Basketball Jones is a 1973 animated short film based on the Cheech and Chong song. The cartoon was created to promote the song's release in the United States. It is about a teenager named Tyrone Shoelaces and his love of basketball. The short was created by animator Paul Gruwell who was known at the time for The Banana Splits.

In the animation, Shoelaces, who appears as a stereotypical African American, is shown from birth having a skill for "dribbling" (in which he is shown to be drooling) and, as a result, his mother gives him a basketball for a gift. Shoelaces takes an immediate liking to the ball and takes it wherever he goes. This sets up a trip to the "basketball championship," in which he begins preaching to potential teammates, coaches, cheerleaders (complete with "day of the week" panties visible) to "help him out." A gospel chorus begins singing, and slowly escalates. A few short shots of Shoelaces actually playing basketball, mostly dribbling downcourt on a breakaway, are visible, but the rest of the video is primarily devoted to shots of increasingly unusual and distant people in "the entire stadium" and "around the world" singing along to "Basketball Jones." At the end of the short, Shoelaces begins growing at a dramatic pace, breaking through the stadium roof and becoming big enough to use the moon as a basketball while Cheech and Chong, Viet Cong, King Kong, alley cats, men in business suits, a mountaintop guru, The Singing Nun, and The Beatles sing along to the song. The short film encapsulates the political moods of the 70s and predicts Richard Nixon's impeachment before the president actually resigned on August 8, 1974.

"Basketball Jones" was originally seen in theaters in late 1973, before showings of Hal Ashby's The Last Detail at select screens. It can be seen during the 1974 film California Split, directed by Robert Altman, although its use in the film prevented California Split from being released on VHS or Laserdisc due to Columbia Pictures' refusal to pay royalties for the song. Altman later removed the song (but not the cartoon) from the film so it could be released on DVD.

The film was broadcast in the United Kingdom on February 24, 1974, during an episode of the BBC television program, The Old Grey Whistle Test.

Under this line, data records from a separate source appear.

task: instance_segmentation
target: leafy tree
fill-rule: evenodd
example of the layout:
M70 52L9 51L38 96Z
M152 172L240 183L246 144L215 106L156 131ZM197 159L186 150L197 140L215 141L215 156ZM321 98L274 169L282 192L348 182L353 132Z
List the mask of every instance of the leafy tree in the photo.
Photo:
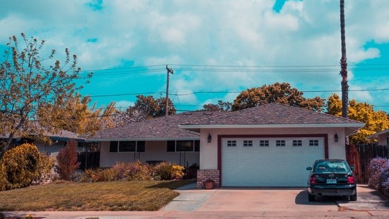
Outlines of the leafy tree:
M40 104L38 111L38 118L40 124L44 127L54 126L58 130L65 129L78 134L92 135L101 129L104 113L101 116L102 107L96 108L94 104L88 108L90 102L89 97L81 97L77 94L69 98L66 102L58 99L54 103ZM110 108L107 108L109 111Z
M56 50L41 57L44 40L23 33L22 37L20 41L15 35L9 38L0 63L0 135L7 136L0 157L11 147L14 137L58 132L58 125L53 124L57 121L47 114L37 116L38 109L72 99L82 88L75 81L92 76L81 74L76 56L67 49L63 62L56 60L50 65Z
M324 99L319 97L307 99L303 97L303 94L297 89L292 88L288 83L264 85L242 91L235 99L232 110L235 111L270 103L279 103L319 112L322 111Z
M229 112L231 111L232 103L218 100L217 104L208 104L203 106L203 109L199 111Z
M77 161L77 142L72 139L58 152L56 172L63 179L71 180L80 166L80 163Z
M45 157L31 144L25 143L8 150L0 159L0 190L28 186L33 181L39 180L47 173L47 169L44 168L45 162Z
M115 102L110 102L100 116L100 128L101 129L113 128L115 126L115 115L119 111L116 109Z
M329 97L327 113L342 116L342 100L336 94ZM365 127L349 137L351 144L367 143L367 136L389 128L388 115L383 111L374 111L372 105L352 99L349 102L349 118L365 123Z
M135 106L124 111L117 111L113 118L115 126L130 124L165 116L166 97L154 99L153 96L138 95ZM169 115L175 114L174 105L169 99Z

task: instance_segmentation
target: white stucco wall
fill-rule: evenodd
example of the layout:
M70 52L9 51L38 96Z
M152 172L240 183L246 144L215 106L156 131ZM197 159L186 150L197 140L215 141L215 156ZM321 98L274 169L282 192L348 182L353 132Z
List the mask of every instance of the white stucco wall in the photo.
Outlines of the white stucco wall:
M51 145L40 143L36 143L34 144L38 147L40 152L44 153L47 156L56 156L59 150L65 147L66 142L60 141Z
M149 161L164 161L184 166L191 165L194 163L199 165L199 152L167 152L166 145L166 141L146 141L145 152L134 154L134 152L110 152L110 142L101 142L100 167L110 167L117 163L131 162L138 159L143 163Z
M337 133L338 142L334 142ZM212 142L208 143L208 133ZM329 158L346 159L344 128L202 129L200 134L200 170L217 169L218 135L300 135L328 134Z

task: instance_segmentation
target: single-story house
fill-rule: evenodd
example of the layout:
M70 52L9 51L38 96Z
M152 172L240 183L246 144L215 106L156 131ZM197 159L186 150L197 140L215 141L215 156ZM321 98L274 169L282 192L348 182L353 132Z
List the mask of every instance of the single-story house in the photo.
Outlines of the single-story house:
M306 186L318 159L346 159L360 122L280 104L198 119L179 127L200 133L197 186Z
M183 113L107 129L88 138L100 143L100 167L139 160L143 163L173 162L199 165L200 134L179 124L210 118L218 112Z
M197 186L305 186L318 159L346 159L360 122L280 104L233 112L193 112L97 133L100 166L140 160L199 165Z
M366 138L370 140L376 139L379 145L389 145L389 129L368 136Z

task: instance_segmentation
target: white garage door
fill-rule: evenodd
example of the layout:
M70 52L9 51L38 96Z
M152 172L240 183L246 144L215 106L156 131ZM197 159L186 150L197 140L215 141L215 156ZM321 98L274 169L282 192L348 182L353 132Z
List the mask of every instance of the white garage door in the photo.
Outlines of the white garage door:
M306 186L324 138L222 138L222 186Z

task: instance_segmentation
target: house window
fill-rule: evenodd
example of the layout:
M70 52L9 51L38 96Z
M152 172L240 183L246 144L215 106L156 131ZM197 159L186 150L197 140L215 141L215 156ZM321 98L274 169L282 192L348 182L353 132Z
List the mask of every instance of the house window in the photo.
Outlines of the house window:
M293 140L293 146L297 147L297 146L302 146L302 145L303 145L302 140Z
M117 141L110 142L110 152L117 152Z
M194 152L198 152L200 151L200 141L195 140L194 141Z
M285 147L285 140L276 140L276 146L277 146L277 147Z
M310 140L309 146L319 146L319 140Z
M253 141L251 140L243 140L243 147L253 147Z
M144 140L139 140L136 142L136 151L138 152L144 152L146 149L146 142Z
M199 152L199 140L168 140L166 152Z
M269 140L260 140L259 141L259 146L260 147L269 147Z
M135 152L136 148L135 141L119 141L119 152Z
M227 147L236 147L236 140L227 140Z
M193 152L193 140L177 140L177 152Z
M140 141L111 141L110 142L110 152L144 152L145 142Z
M168 140L167 141L166 151L167 152L174 152L176 151L176 141L175 140Z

The cartoon was re-released in 1976, when it was shown before the film Tunnel Vision. The film is perhaps best known for being featured in another highly acclaimed Hal Ashby film, the 1979 Oscar-nominated Being There, where Peter Sellers's character, Chauncey Gardiner watches the cartoon in a limousine.

==Cover versions==
- The song was covered by Barry White and Chris Rock in the 1996 film Space Jam. Rock performed the higher-pitched vocals and shouted lines.

==Popular culture==
- The animated short is watched by the character "Chance" in the 1979 film Being There.
- The song is featured in a 2008 commercial for the television series House of Payne.
- The song is also featured on the season 22 episode of The Simpsons, "A Midsummer's Nice Dream".